| Recipe
for drug freedom: fresh air, hard work, prayer
By Ed Langlois
of The Sentinel
Carlton,
OR - In the day's increasing heat, safe in the shade of a burly
walnut tree, a blue book rests on a chair. The pages riffle in the
wind, showing the tome to be the guide to Alcoholics Anonymous.
Across the farmyard, within
earshot of squealing hogs, a small table and chair are home to a
Catholic Bible. The well-worn book includes special footnotes for
readers recovering from alcohol and drug abuse.
This is Blanchet Farm, where 40 people
work the soil, tend livestock and surrender to the Higher Power.
The hilltop is covered with acres
of vegetables and pens full of chickens and pigs. Sheep, goats and
several llamas graze the 60 acres and may soon be joined by beef
cattle. A crucifix overlooks each room. In almost every corner are
Images of the last supper, the Sacred Heart, Mary and Pope John
Paul.
The Catholic charitable enterprise
includes the farm, the flagship Old Town residence and meal site,
and a 10-bed substance-abuse recovery center in NW Portland.

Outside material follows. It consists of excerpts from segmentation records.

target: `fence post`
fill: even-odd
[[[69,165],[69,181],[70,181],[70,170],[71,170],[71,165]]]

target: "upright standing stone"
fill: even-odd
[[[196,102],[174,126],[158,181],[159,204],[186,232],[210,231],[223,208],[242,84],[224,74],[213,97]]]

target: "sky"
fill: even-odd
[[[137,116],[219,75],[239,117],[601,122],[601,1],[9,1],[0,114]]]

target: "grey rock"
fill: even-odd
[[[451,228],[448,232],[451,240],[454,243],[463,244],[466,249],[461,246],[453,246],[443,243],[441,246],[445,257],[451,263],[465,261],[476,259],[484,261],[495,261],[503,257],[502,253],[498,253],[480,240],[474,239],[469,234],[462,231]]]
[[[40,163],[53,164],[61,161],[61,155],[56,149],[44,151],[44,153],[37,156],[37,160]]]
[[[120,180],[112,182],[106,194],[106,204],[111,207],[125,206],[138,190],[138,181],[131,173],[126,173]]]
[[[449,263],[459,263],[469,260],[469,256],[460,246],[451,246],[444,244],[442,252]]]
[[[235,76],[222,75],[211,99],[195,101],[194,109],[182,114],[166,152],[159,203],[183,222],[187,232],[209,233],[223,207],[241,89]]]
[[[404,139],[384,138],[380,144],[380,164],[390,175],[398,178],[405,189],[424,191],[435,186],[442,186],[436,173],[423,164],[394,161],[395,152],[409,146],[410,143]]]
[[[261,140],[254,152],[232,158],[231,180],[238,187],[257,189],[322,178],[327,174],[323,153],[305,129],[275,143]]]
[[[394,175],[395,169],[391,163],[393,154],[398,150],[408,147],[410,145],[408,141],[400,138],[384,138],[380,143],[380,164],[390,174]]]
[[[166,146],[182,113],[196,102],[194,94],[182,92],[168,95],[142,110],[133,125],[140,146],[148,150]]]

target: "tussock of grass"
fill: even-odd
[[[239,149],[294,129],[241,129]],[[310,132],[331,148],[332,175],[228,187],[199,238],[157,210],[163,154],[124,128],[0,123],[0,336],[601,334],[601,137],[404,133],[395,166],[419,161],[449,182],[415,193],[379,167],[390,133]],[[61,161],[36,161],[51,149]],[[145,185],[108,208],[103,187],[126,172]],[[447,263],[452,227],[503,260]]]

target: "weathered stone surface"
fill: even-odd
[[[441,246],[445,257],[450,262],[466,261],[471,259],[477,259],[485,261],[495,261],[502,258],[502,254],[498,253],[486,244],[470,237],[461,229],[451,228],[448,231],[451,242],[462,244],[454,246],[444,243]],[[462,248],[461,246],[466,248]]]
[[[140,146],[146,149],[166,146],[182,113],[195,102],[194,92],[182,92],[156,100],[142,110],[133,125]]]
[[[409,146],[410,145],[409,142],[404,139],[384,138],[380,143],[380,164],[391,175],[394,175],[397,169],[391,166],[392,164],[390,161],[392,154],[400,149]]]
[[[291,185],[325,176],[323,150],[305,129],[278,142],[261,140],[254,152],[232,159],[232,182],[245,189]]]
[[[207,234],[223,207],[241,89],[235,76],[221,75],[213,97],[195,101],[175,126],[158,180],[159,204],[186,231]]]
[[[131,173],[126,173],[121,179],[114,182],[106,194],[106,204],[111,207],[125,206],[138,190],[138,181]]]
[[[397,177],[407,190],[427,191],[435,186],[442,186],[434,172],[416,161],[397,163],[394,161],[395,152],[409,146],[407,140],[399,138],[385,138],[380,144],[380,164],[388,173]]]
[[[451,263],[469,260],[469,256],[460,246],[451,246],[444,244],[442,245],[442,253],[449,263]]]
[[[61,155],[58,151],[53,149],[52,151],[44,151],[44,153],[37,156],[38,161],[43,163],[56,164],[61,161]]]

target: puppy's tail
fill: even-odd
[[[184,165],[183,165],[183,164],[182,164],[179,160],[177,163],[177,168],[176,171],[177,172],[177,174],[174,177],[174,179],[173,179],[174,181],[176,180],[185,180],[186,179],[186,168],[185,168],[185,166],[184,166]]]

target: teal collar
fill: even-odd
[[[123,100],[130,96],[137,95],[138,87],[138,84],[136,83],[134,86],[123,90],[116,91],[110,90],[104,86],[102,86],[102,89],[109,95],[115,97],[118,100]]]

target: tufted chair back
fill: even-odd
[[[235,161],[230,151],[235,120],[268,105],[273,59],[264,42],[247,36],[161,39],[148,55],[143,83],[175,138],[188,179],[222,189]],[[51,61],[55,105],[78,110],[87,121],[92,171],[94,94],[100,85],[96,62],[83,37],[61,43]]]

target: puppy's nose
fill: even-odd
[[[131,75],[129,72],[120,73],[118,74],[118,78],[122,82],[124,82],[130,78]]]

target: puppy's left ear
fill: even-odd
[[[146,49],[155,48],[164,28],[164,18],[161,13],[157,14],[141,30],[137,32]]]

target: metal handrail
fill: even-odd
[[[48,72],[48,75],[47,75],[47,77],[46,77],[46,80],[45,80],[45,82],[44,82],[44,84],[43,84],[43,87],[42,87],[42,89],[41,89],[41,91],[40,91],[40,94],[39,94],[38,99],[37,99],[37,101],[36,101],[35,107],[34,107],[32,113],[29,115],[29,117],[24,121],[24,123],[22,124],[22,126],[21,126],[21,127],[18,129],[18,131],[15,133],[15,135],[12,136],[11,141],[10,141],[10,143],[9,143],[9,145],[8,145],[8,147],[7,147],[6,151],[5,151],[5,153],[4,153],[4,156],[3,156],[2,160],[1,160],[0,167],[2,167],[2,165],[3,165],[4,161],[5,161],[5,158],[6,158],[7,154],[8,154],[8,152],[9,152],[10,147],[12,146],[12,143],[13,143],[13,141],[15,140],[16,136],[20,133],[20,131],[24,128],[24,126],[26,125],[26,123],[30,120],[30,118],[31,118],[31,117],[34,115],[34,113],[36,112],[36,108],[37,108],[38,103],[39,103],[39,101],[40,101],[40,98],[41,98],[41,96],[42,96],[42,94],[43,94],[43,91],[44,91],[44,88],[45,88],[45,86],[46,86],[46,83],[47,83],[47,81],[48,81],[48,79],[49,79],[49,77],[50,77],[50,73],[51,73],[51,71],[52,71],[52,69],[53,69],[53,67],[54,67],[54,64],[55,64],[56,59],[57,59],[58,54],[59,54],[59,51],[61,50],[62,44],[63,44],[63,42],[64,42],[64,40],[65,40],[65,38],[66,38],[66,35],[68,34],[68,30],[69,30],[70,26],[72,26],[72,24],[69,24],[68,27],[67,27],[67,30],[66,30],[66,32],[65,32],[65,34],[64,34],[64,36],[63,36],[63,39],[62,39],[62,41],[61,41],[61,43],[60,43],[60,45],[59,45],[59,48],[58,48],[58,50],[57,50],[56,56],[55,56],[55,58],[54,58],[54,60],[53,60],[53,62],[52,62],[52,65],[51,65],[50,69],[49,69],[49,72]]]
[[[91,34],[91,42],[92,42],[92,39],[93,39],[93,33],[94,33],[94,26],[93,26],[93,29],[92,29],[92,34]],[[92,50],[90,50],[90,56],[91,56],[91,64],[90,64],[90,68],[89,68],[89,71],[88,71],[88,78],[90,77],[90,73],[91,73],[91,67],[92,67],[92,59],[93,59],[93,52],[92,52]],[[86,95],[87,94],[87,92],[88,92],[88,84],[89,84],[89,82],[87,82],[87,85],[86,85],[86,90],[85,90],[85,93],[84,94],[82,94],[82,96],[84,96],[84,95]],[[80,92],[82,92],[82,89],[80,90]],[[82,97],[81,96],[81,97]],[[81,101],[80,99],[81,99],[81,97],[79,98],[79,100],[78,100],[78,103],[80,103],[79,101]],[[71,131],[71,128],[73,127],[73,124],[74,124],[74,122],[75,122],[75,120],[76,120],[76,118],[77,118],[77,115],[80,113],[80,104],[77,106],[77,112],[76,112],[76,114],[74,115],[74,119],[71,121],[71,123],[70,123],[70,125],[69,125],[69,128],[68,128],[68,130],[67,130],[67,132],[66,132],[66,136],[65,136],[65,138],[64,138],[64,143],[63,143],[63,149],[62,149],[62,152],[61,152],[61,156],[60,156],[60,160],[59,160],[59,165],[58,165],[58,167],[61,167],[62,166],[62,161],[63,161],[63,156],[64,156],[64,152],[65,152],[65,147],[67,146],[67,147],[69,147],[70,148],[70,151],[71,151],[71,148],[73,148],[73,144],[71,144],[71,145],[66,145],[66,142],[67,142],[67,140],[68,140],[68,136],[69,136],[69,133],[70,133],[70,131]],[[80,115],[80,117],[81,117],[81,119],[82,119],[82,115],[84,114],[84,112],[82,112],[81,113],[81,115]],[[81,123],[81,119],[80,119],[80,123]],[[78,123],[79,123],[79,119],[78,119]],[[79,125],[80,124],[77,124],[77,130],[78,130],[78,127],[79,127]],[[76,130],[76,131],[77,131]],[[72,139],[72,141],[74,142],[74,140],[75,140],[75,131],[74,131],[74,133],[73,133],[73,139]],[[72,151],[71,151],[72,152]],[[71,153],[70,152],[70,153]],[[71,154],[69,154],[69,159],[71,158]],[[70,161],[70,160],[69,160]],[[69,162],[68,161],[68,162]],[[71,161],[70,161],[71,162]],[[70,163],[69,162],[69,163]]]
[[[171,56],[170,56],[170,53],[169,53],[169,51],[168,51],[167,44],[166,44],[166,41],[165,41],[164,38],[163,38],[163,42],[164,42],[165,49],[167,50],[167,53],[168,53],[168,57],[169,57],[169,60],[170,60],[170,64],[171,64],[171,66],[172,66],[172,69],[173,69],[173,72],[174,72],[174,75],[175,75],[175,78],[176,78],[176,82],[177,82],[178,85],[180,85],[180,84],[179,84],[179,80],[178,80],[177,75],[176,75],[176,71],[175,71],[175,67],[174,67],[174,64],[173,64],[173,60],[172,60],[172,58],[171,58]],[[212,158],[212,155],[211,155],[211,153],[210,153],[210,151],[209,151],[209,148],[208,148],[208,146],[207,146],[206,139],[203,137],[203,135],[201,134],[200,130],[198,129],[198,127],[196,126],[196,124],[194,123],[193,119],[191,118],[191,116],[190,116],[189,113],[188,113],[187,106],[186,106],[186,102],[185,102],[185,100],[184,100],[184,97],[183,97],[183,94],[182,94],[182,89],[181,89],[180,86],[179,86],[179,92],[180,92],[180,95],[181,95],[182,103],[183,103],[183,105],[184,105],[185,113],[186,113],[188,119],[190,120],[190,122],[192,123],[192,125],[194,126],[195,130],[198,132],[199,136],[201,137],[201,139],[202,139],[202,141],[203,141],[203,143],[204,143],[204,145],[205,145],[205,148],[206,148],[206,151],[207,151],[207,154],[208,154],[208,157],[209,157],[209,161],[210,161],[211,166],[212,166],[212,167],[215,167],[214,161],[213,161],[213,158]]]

In 1962, the handful of University
of Portland graduates who had founded Blanchet House a decade earlier
sought to fulfill the Catholic Worker dream of having homeless people
work a farm. The idea was to escape the wiles of the city and be
healed by country wholesomeness.
The idea still works. Alcoholics and
addicts shed those labels and become farmers instead.
"I wanted to get away from
the downtown environment, the drugs and drinking," says 39-year-old
Gerald Mann, who has found working with chickens and pigs a salve
for 20 years of heroin and methamphetamine abuse.
Mann, who grew up on a farm in Columbus
County, clearly knows what he is doing with the animals. He has
been named manager of poultry and livestock, a position of some
prestige on the farm.
Shirtless, with sunglasses and tattered
jeans, he fills water buckets and feed troughs. Inside the barn,
he tends to 300 new chicks, maintaining strict temperature in the
enclosure.
Mann awakes at 5 a.m. and spends most
of the day making sure the animals are fed and safe. If the geese
sound an alarm at night, he wanders out to scare off predators --
coyotes and bull snakes mostly.
Last growing season, the farm produced
80,000 pounds of produce.
Guests say the farm forces teamwork,
a difficult but important concept for people in recovery to embrace.
Whether in the fields or in the support group, folks on Blanchet
Farm can't afford to be loners.
"This is a place where people
come to help each other," says pony-tailed Rob Lundl, 31. "Nobody
recovers from this disease alone."
John Pastor works in the garden, putting
up string to support sweet peas. An Army veteran, until a few weeks
before, he was in the throes of another alcoholic fit.
"I like it her," he says,
his hands trembling as he ties knots. "No temptation. Where
am I going to get booze? Plus, everyone works together here."
People on the farm admit that they
show up angry and then soften. Much of that happens during the three
Alcoholics Anonymous meetings the place hosts each week.
"This farm has been a Godsend,"
says Bill Hemphill, former client who is the farm's new foreman.
"It's a real peaceful place to recover from anything."
About half the residents come from
Yamhill and Washington counties. The others need to escape drug
dealers and ne'er-do-well companions of Old Town.